ModelParallelStrategy

class lightning.pytorch.strategies.ModelParallelStrategy(data_parallel_size='auto', tensor_parallel_size='auto', save_distributed_checkpoint=True, process_group_backend=None, timeout=datetime.timedelta(seconds=1800))[source]

Bases: ParallelStrategy

Enables user-defined parallelism applied to a model.

Warning

This is an experimental feature.

Currently supports up to 2D parallelism. Specifically, it supports the combination of Fully Sharded Data-Parallel 2 (FSDP2) with Tensor Parallelism (DTensor). These PyTorch APIs are currently still experimental in PyTorch (see https://pytorch.org/docs/stable/distributed.tensor.parallel.html). Requires PyTorch 2.4 or newer.

Parameters:
  • data_parallel_size (Union[Literal['auto'], int]) – The number of devices within a data-parallel group. Defaults to "auto", which sets this size to the number of nodes in the cluster.

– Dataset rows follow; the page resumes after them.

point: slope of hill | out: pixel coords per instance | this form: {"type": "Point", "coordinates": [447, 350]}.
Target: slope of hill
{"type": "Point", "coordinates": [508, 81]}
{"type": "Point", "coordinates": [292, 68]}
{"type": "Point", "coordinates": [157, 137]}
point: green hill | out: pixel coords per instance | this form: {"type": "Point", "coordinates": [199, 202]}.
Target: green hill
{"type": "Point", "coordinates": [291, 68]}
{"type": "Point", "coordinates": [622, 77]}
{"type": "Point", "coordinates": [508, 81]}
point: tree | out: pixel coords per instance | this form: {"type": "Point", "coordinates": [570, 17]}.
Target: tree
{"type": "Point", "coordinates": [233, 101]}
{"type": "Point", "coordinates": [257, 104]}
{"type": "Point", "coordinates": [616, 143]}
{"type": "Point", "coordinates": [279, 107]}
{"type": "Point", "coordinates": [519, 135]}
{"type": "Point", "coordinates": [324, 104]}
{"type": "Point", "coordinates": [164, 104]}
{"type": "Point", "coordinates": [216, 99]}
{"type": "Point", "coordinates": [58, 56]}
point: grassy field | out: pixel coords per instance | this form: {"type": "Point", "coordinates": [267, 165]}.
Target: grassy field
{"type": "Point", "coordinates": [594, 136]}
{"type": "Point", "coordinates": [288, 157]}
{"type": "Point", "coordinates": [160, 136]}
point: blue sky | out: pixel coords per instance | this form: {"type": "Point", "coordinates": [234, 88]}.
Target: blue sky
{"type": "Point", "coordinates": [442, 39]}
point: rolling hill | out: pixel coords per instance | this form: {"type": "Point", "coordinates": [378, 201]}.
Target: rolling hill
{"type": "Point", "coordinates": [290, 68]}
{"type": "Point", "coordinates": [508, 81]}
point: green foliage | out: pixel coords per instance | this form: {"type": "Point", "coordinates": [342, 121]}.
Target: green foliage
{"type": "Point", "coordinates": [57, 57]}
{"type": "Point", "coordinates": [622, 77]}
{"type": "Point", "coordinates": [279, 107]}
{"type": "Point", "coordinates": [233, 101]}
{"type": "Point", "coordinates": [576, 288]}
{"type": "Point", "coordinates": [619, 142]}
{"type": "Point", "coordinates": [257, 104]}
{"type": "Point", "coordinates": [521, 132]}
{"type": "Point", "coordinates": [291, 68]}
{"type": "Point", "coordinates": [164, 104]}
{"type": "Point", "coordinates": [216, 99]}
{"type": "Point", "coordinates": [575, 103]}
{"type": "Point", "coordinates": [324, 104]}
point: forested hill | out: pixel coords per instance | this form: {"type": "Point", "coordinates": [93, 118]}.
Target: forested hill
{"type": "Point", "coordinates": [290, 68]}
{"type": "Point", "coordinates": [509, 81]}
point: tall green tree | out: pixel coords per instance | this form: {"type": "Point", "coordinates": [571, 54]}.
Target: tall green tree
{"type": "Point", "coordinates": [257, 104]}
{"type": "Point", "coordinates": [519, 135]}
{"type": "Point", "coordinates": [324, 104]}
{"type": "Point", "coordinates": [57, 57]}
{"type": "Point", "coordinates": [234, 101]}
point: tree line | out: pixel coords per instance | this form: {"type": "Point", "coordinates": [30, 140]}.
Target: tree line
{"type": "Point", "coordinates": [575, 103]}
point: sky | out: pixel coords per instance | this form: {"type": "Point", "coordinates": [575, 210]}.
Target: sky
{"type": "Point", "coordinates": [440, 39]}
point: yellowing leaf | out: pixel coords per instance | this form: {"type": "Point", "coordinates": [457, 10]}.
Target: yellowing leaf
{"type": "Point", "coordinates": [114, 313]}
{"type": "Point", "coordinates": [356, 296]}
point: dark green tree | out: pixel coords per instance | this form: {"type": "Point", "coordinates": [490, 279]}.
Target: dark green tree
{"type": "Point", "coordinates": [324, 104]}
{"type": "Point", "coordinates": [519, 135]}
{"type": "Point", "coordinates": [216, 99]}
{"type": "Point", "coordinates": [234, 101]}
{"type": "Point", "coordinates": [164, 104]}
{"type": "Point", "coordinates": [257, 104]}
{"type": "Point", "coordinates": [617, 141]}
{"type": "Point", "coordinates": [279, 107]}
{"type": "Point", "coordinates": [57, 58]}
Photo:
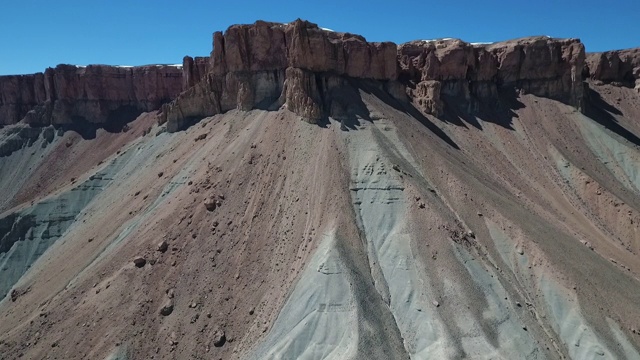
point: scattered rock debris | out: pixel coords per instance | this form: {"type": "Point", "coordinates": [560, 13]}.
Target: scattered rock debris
{"type": "Point", "coordinates": [219, 338]}
{"type": "Point", "coordinates": [167, 308]}
{"type": "Point", "coordinates": [162, 246]}
{"type": "Point", "coordinates": [139, 261]}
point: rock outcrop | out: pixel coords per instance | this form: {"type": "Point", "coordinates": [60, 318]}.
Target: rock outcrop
{"type": "Point", "coordinates": [621, 67]}
{"type": "Point", "coordinates": [302, 66]}
{"type": "Point", "coordinates": [538, 65]}
{"type": "Point", "coordinates": [267, 65]}
{"type": "Point", "coordinates": [315, 73]}
{"type": "Point", "coordinates": [96, 94]}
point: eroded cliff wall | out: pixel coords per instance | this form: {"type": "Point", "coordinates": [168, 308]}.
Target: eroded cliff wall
{"type": "Point", "coordinates": [314, 73]}
{"type": "Point", "coordinates": [94, 94]}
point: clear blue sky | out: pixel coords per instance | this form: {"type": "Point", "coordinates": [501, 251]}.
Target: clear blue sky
{"type": "Point", "coordinates": [38, 34]}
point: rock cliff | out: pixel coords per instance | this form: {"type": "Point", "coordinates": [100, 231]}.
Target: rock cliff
{"type": "Point", "coordinates": [302, 66]}
{"type": "Point", "coordinates": [538, 65]}
{"type": "Point", "coordinates": [95, 94]}
{"type": "Point", "coordinates": [315, 73]}
{"type": "Point", "coordinates": [621, 67]}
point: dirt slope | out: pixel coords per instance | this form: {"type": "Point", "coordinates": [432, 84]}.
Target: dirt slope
{"type": "Point", "coordinates": [511, 234]}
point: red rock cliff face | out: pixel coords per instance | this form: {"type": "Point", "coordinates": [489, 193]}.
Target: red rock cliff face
{"type": "Point", "coordinates": [538, 65]}
{"type": "Point", "coordinates": [620, 67]}
{"type": "Point", "coordinates": [303, 67]}
{"type": "Point", "coordinates": [94, 94]}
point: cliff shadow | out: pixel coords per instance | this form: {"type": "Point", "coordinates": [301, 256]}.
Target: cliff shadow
{"type": "Point", "coordinates": [500, 111]}
{"type": "Point", "coordinates": [407, 108]}
{"type": "Point", "coordinates": [602, 112]}
{"type": "Point", "coordinates": [117, 121]}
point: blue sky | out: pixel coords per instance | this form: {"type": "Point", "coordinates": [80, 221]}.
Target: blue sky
{"type": "Point", "coordinates": [38, 34]}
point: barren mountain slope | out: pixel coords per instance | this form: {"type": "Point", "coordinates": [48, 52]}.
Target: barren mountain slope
{"type": "Point", "coordinates": [511, 235]}
{"type": "Point", "coordinates": [306, 194]}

  • tensor_parallel_size (Union[Literal['auto'], int]) – The number of devices within a tensor-parallel group. Defaults to "auto", which sets this size to the number of GPUs in a single node.

  • save_distributed_checkpoint (bool) – If True, each rank saves its shard of weights and optimizer states to a file. The checkpoint is a folder with as many files as the world size. If False, the full weights and optimizer states get assembled on rank 0 and saved to a single file.

barrier(name=None)[source]

Synchronizes all processes which blocks processes until the whole group enters this function.

Parameters:

name (Optional[str]) – an optional name to pass into barrier.

Return type:

None

broadcast(obj, src=0)[source]

Broadcasts an object to all processes.

Parameters:
  • obj (TypeVar(TBroadcast)) – the object to broadcast

  • src (int) – source rank

Return type:

TypeVar(TBroadcast)

lightning_module_state_dict()[source]

Collects the state dict of the model.

Only returns a non-empty state dict on rank 0 if save_distributed_checkpoint=False.

Return type:

dict[str, Any]

model_to_device()[source]

Moves the model to the correct device.

Return type:

None

optimizer_state(optimizer)[source]

Collects the state of the given optimizer.

Only returns a non-empty state dict on rank 0 if save_distributed_checkpoint=False.

Return type:

dict[str, Any]

reduce(tensor, group=None, reduce_op='mean')[source]

Reduces the given tensor (e.g. across GPUs/processes).

Parameters:
  • tensor (Union[Tensor, Any]) – the tensor to sync and reduce

  • group (Optional[Any]) – the process group to reduce

  • reduce_op (Union[ReduceOp, str, None]) – the reduction operation. Defaults to ‘mean’. Can also be a string ‘sum’ or ReduceOp.

Return type:

Tensor

save_checkpoint(checkpoint, filepath, storage_options=None)[source]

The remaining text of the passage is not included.